Ziscosteel’s former employees were left empty-handed over a decade ago when the giant steelworks collapsed in 2008. In an interview with NewZimbabwe.com, Ziscosteel CEO Farai Karonga stated that the issue of pay-outs is “basically not a ZISCO issue anymore.” He explained that the pensions were wiped out after being wholly converted to local currency through the government’s Exchange Control Directive RT120/2018. Karonga said that while Ziscosteel will assist the former employees as part of its corporate social responsibility, the issue is now a dispute and the former employees are going to parliament to correct it. He said:
Basically, because the Debt Assumption Act took over their debt, it’s basically a Ministry of Finance issue but we participate as a pension fund trusteeship.

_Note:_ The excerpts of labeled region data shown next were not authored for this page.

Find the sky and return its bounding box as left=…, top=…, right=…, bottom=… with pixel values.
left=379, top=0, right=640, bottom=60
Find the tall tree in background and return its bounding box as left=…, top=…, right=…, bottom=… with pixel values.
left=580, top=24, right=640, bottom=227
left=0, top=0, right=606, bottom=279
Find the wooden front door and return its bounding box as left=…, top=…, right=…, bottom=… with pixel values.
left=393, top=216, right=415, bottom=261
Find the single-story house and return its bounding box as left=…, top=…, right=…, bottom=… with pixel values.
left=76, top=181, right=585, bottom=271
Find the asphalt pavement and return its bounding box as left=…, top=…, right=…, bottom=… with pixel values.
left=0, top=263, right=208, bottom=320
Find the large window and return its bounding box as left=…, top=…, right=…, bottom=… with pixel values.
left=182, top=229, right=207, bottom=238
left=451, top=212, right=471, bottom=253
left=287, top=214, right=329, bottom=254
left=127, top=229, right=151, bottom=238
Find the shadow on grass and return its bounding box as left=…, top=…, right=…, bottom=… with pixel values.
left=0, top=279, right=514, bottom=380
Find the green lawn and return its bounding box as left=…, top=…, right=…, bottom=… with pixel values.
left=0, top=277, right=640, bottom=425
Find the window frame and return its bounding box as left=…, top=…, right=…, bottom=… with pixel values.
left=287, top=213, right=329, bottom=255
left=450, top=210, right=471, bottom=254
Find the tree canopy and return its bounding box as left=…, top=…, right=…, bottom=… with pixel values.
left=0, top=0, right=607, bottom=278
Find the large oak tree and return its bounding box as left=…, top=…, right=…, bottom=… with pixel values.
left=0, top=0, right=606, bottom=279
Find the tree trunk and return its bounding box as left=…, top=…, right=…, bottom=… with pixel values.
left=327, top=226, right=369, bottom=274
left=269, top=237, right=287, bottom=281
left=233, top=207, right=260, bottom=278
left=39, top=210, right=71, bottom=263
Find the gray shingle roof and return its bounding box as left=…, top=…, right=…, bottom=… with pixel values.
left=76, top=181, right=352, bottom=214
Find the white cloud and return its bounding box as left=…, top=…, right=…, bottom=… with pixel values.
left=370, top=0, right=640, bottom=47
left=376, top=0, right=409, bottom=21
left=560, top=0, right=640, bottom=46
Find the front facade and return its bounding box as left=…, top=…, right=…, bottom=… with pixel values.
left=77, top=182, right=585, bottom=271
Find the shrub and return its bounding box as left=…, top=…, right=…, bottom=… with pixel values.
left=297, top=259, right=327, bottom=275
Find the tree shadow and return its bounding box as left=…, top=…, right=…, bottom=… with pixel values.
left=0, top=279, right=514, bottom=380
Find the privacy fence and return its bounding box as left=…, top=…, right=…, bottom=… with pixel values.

We are there to assist them. The only hiccup that has happened is that initially their pensions were paid in USD and then there was a time the Exchange Control Directive came in and it wiped their pensions.
It’s now a dispute because they are not in agreement with that. They don’t want a valuation of their pensions.
We are helping them to make representations to parliament but it’s basically not a Ziscosteel issue anymore. But from a social responsibility perspective, we are part of the model to get them a fair deal.
Ziscosteel was the largest steelworks in Zimbabwe, employing about 5,500 people in the 1990s. Since then, the company has struggled to find a meaningful investor partly due to negative perceptions affecting the local economy, until last year when KMH expressed interest in the concern.